Our outreach efforts in Russian have been highly successful—especially through our website, which is averaging over 4,500 hits a month with close to 1,000 unique visitors.  These are people who are interested in Quakerism, and, through our website, have access to literature about Quakerism that we have translated into Russian. Currently, Quaker Faith and Practice is being translated.  Our staff member, Sergei Grushko, who is also a member of the meeting in Moscow, manages the website and responds to inquires.  Our staff has also supported worship groups in Tbilisi and in Barnaul.

We encourage donations for FHM to be sent to Friends House Moscow Support Association (USA), c/o Julie Harlow, 1163 Auburn Drive, Davis CA 95616.  To sign up for HFM/s Quarterly reports, please send an email with the subject “Quarterly Reports—subscribe” to fhm@online.ru.  Langley Hill Friends Meeting has a travel fund to support my ministry.  Donations may be sent to Dave Boynton, Treasurer (9408 Fairview Ave., Manassas, VA 20110-5802) with a notation that your check is for the Friends House Moscow Fund.  I send all donors an annual report.

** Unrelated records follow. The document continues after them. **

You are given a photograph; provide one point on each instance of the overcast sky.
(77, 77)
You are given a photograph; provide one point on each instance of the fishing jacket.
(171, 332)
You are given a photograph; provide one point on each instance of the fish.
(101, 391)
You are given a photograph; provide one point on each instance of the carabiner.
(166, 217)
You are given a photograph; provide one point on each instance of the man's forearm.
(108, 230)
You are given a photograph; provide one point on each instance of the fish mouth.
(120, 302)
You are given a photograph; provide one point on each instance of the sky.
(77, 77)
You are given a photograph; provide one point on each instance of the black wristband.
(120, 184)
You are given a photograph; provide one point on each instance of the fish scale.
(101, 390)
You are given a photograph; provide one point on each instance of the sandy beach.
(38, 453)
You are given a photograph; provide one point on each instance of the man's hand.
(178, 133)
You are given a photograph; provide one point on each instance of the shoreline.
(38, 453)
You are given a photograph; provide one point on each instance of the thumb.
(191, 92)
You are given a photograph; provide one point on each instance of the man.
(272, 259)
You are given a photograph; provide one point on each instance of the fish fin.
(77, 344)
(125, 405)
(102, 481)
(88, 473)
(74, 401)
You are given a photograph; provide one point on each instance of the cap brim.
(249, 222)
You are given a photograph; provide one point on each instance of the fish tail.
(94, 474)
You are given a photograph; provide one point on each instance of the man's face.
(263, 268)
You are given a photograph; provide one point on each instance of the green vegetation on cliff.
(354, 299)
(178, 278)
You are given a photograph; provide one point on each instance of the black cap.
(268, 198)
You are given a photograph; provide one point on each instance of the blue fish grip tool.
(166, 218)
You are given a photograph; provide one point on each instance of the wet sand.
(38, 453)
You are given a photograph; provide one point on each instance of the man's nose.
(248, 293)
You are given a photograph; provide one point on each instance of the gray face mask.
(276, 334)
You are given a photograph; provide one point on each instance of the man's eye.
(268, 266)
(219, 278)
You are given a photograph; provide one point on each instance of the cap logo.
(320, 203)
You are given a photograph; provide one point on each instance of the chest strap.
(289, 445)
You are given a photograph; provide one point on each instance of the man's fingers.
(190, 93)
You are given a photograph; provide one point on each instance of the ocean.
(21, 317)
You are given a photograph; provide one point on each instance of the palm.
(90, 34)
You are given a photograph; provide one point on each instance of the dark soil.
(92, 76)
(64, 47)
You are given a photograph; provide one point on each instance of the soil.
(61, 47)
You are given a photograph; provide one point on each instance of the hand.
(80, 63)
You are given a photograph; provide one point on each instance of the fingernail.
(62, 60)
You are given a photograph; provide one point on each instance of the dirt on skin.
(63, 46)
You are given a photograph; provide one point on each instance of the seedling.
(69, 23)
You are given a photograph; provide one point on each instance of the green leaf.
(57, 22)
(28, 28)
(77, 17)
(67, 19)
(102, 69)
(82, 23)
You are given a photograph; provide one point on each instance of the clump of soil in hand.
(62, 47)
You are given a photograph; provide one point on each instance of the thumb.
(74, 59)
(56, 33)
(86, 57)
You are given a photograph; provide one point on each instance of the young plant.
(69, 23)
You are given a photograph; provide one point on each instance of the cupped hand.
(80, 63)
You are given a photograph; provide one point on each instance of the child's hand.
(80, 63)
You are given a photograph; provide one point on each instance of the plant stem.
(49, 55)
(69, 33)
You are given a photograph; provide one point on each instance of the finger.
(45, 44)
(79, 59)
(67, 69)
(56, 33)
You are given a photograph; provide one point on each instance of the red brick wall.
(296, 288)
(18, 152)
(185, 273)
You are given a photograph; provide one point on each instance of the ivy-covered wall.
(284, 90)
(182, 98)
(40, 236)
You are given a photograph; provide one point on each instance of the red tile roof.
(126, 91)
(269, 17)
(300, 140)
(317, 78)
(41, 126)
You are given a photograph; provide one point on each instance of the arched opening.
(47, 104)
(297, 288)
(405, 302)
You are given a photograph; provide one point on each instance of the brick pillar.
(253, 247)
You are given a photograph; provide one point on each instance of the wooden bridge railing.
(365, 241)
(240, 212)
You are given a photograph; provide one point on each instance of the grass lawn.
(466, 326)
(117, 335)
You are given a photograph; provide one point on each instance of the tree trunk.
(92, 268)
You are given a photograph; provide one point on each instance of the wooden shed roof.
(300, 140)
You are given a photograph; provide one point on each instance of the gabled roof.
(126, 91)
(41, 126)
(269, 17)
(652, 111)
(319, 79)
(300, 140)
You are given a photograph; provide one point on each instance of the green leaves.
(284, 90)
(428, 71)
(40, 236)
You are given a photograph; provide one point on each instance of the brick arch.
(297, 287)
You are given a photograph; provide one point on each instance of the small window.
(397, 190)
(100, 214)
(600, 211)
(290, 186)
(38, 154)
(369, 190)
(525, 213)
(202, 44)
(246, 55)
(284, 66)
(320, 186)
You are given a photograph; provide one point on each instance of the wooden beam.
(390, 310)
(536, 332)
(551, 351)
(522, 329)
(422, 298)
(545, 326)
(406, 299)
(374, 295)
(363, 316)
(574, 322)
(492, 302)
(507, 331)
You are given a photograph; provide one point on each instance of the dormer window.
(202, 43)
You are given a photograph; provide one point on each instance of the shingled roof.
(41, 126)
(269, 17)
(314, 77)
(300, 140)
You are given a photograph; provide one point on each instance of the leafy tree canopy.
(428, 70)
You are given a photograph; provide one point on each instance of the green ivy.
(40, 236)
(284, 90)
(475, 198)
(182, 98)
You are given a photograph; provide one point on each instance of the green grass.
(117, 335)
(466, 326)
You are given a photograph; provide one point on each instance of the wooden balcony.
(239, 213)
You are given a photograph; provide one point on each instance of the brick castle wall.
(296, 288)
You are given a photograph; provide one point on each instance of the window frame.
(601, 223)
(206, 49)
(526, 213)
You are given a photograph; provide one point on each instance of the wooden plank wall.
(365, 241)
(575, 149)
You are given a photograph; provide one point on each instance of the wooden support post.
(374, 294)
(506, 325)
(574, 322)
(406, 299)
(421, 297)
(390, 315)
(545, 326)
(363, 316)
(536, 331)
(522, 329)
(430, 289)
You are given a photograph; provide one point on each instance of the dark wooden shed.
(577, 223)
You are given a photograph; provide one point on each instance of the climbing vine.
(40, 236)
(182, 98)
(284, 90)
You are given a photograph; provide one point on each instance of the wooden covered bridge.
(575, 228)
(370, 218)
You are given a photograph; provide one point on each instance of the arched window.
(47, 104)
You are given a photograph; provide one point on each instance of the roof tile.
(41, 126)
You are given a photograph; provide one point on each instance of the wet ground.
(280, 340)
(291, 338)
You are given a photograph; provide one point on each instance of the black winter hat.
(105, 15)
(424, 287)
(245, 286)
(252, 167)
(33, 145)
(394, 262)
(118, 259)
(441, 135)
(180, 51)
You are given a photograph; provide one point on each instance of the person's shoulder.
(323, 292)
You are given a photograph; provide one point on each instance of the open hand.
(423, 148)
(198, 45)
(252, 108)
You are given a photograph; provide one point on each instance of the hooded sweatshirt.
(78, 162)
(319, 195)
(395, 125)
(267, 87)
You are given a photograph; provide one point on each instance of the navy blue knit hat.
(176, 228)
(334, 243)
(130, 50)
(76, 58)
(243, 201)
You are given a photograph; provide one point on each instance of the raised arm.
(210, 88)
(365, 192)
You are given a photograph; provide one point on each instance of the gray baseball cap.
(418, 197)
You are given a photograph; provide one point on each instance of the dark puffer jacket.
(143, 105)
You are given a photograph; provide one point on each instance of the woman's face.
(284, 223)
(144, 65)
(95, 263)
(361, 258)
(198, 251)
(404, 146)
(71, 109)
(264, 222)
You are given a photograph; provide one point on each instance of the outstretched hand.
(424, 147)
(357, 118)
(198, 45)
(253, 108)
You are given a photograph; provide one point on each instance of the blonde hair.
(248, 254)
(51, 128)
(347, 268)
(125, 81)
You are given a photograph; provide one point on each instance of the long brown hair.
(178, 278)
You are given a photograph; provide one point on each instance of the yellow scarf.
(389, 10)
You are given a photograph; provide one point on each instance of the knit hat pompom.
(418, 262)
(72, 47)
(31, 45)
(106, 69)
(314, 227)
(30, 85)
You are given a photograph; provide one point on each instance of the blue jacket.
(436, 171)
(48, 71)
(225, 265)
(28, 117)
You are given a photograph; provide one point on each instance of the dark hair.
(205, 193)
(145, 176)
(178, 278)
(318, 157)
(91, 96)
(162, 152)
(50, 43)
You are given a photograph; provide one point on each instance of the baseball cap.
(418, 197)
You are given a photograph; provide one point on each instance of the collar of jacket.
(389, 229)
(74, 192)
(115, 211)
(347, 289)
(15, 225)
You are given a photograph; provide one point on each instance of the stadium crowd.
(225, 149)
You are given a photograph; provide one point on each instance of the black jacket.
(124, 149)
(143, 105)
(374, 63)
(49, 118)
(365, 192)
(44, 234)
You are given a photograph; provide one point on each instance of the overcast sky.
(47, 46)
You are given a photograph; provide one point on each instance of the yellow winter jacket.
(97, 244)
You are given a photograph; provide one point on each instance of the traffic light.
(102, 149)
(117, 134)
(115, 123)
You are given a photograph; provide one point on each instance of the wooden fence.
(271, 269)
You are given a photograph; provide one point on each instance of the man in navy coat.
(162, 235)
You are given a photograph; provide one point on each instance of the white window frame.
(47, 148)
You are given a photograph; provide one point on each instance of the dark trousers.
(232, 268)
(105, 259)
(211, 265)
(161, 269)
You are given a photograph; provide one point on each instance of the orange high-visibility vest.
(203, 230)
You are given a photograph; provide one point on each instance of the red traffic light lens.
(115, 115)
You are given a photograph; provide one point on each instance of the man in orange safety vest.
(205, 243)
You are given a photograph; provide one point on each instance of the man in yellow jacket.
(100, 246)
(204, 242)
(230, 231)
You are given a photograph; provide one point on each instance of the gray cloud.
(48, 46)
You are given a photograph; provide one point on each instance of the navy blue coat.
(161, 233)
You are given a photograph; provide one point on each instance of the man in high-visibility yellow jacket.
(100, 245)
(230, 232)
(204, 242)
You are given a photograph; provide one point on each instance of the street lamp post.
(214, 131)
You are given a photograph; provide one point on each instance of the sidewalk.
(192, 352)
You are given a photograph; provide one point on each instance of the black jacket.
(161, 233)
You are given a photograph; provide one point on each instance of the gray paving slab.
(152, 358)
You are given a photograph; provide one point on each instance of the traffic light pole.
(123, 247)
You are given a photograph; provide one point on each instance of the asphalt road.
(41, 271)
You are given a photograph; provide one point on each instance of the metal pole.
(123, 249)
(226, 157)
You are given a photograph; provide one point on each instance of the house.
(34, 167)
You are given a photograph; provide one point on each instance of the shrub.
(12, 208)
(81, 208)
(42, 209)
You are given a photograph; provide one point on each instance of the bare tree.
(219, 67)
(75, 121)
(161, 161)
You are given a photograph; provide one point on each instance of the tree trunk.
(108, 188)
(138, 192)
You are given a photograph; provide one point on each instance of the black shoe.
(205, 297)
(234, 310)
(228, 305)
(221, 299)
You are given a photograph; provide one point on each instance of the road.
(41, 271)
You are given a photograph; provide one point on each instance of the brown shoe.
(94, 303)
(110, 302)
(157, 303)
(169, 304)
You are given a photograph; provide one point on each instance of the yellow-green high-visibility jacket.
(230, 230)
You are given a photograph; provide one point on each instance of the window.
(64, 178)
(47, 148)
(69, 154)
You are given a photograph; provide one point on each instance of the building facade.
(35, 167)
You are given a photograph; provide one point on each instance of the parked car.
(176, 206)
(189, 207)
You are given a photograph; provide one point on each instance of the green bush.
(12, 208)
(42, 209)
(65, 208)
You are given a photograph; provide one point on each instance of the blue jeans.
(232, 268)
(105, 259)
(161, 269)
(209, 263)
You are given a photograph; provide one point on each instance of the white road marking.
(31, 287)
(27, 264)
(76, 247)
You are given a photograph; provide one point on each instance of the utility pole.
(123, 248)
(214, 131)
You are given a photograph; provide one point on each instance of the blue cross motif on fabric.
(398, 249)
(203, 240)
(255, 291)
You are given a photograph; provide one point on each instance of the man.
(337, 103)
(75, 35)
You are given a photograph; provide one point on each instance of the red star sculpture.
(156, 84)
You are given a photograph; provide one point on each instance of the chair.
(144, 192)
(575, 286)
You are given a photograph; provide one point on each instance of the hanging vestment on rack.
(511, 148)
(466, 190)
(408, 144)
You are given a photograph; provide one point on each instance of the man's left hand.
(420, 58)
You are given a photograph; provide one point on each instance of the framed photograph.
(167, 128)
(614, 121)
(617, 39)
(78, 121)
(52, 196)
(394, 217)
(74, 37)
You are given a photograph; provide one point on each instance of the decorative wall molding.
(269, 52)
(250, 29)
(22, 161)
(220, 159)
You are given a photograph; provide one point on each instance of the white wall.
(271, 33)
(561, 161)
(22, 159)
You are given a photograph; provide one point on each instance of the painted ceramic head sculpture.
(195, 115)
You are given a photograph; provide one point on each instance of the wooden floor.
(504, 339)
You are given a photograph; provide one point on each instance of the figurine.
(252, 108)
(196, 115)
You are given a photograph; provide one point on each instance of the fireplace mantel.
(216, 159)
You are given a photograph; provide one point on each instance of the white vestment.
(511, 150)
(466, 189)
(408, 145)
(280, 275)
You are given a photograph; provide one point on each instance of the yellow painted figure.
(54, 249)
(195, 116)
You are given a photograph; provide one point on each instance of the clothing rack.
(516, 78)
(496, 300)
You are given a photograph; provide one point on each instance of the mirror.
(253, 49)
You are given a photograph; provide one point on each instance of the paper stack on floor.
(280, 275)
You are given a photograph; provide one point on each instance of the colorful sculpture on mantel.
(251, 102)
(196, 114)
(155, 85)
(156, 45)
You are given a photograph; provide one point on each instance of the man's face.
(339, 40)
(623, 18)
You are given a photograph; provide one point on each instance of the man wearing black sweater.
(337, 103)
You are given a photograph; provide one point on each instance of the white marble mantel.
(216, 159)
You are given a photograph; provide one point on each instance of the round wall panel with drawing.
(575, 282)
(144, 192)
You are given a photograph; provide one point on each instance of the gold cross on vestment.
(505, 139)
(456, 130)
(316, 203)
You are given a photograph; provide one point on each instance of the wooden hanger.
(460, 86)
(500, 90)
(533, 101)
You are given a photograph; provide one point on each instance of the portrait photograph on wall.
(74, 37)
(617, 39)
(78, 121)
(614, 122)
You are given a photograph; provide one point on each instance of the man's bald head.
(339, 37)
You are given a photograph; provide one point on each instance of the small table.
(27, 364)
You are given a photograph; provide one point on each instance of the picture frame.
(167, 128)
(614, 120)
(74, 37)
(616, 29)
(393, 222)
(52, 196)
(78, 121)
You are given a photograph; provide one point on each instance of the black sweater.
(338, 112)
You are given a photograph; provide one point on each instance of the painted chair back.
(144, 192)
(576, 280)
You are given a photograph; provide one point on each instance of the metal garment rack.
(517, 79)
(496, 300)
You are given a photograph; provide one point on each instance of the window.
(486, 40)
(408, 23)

As my readers can imagine, my work with FHM is spiritually enriching.  This has a lot to do with the good works that we are funding and the experience of seeing Quaker faith and practice take root in Russia.  Our hope for the future of Quakerism in Russia is that the Friends House Moscow Board will become entirely Russian.  With several Russians now active on the Board, we are making progress. This is an exciting time in Russian, Quaker history!